On Thu, Oct 27, 2011 at 10:19:39PM -0500, Ilija Hadzic wrote:
On Thu, 27 Oct 2011, Daniel Vetter wrote:
The only really hairy thing going on is racing modeset ioctls against vblank waiters. But modeset is protected by the dev->mode_config.mutex and hence already races against wait_vblank with the current code, so I'm slightly inclined to ignore this for the moment. Would be great if you coudl check that in-depth, too.
Will leave this for some other patch at some other time; the critical path is to fix the hang/crawl that I explained in my previous note.
Agreed, one thing at a time. It's complicated enough as is.
So I think the right thing to do is
- Kill dev->last_vblank_wait (in a prep patch).
Agreed. Also drm_vblank_info function can go away
- Imo we also have a few too many atomic ops going on, e.g.
dev->vblank_refcount looks like it's atomic only because or the procfs file, so maybe kill that procfs file entirely.
I am not sure about that. dev->vblank_refcount looks critical to me: it is incremented through drm_vblank_get which is called from several different contexts: page-flip functions in several drivers (which can run in the context of multiple user processes), **_pm_** stuff in radeon driver (which looks like it runs in the context of kernel worker thread).
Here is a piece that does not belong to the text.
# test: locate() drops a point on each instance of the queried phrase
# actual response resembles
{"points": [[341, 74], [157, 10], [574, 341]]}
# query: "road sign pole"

Mutexes used at all these different places are not quite consistent. If anything, as the result of a later audit, some other mutexes may be rendered unecessary, but definitely, I would keep vblank_refcount atomic.
I've re-read the code a bit and in _get it's protected by dev->vbl_lock, but not so in _put (because we issue a timer call to actually switch it off). I think we could just shove it under the protection of dev->vbl_lock completely. Another fuzzzy area is the relation between dev->vbl_lock and dev->vblank_time_lock. The latter looks a bit rendundant.
- Audit the vblank locking, maybe resulting in a patch with updated
comments, if there's anything misleading or tricky going on. And it's always good when the locking of structe members is explained in the header file ...
I'll add comments that I feel make sense for this set of patches (if anything). Full audit, should come later at a slower pace. There are quite a few mutexes and locks many of which are overlapping in function and some are spurious. It will take more than just myself to untangle this know.
Yeah, agreed. Let's first drop the mutex around this and untangle the spinlock/atomic mess in a second step. This is too hairy.
- Drop the mutex locking because it's not needed.
Agreed. Will drop.
While locking at the code I also noticed that wait_vblank calls drm_vblank_get, but not always drm_vblank_put. The code is correct, the missing vblank_put is hidden in drm_queue_vblank_event. Can you also write the patch to move that around to not trip up reviewers the next time around?
Actually, there is something fishy here. Look at the 'else' branch under the 'if ((seq - vblwait->request.sequence) <= (1 << 23))' at the end of the drm_queue_vblank_event. It doesn't have the 'drm_vblank_put'. It looks wrong to me, but I need to first convince myself that there is not some other obscure place where drm_vblank_put is accounted for. If that branch is really missing a drm_vblank_put, then it will be easy pull the drm_vblank_put out. Otherwise, it will be another knot to untangle.
I've re-read the code and agree with your follow-up analysis.